Shares of Block (SQ -2.00%), formerly known as Square, rose as much as 19.2% this week, according to data from S&P Global Market Intelligence. However, after releasing its second-quarter earnings report after the close on Thursday, Aug. 4, the stock has fallen in after-hours trading, down 7.42% as of this writing.
Even though the stock is down, Block's report looks solid at first glance. Gross profit was $1.47 billion in the quarter, up 29% year over year, with adjusted earnings per share (EPS) of $0.18. Both numbers slightly beat analyst expectations.
So what was wrong with the report? Well, it could have been the slowdown in growth excluding Block's buy now, pay later (BNPL) business, which was only 16% at the gross profit level in the quarter. Block heavily diluted shareholders by buying BNPL provider Afterpay last summer in an all-stock deal, which is contributing to heavy inorganic gross profit growth right now. For a company that was growing gross profit at 40% year over year or higher during the heart of the pandemic, this big slowdown (excluding inorganic BNPL growth) is likely why investors are selling off shares of Block in after-hours trading on Thursday.

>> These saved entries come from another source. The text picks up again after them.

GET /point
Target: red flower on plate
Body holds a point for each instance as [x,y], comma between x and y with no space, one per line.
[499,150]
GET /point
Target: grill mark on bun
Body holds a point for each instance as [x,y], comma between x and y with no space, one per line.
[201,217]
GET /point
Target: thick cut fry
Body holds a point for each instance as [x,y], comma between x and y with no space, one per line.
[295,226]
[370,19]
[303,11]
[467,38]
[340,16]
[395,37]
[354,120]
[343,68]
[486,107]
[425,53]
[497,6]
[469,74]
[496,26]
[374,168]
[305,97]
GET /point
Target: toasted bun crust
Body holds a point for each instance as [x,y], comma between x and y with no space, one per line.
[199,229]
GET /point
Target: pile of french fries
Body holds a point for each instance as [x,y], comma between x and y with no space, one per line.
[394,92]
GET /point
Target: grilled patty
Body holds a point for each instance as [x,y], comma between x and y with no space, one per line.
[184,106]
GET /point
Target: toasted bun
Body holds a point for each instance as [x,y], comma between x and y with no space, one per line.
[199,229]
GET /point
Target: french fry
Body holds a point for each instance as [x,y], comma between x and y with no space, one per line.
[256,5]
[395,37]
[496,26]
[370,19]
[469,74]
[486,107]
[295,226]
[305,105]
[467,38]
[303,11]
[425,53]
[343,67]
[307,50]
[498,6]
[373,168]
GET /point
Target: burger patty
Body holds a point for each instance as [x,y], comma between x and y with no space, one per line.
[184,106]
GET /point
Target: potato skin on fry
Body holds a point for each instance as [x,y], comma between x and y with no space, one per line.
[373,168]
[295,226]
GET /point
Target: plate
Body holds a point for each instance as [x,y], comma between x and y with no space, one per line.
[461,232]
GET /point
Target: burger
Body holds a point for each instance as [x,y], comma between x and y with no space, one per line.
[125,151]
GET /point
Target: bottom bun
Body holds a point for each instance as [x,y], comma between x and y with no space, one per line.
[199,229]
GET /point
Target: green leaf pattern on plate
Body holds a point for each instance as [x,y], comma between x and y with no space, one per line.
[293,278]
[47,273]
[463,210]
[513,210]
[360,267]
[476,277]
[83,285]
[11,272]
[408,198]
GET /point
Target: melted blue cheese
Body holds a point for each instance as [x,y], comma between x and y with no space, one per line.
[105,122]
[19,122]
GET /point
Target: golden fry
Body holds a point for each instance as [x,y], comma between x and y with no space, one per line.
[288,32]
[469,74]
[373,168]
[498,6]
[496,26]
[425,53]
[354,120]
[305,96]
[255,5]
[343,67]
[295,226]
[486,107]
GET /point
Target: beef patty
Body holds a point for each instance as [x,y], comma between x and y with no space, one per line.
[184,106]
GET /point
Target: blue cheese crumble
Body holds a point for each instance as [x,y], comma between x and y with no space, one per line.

Block's stock was up this week before earnings because of a broad movement in growth stocks. The Nasdaq 100 Index is up 4.66% in the last five trading days, and with over 6% short interest, it is possible Block's stock benefited from short-sellers buying back their shares this week, further driving up the share price. However, this short-term trend looks to be over, with how investors are reacting to Block's earnings.
If you're an investor in Block, these short-term price fluctuations shouldn't concern you. What you should be focused on is the health of the business and its potential to grow this decade. Block's top-line growth has slowed down significantly since the heart of the pandemic. While still growing at a double-digit rate, you need to be confident the company can continue growing its annual gross profit and eventually achieve operating leverage if you're going to own shares today.
At a market cap of $52.5 billion, Block trades at a fairly expensive trailing price-to-gross profit (P/GP) ratio of 11 right now. This is higher than the market average and indicates that Block's stock is expensive. If gross profit growth continues to slow down, shareholder returns will likely be below average for the next few years due to this expensive valuation.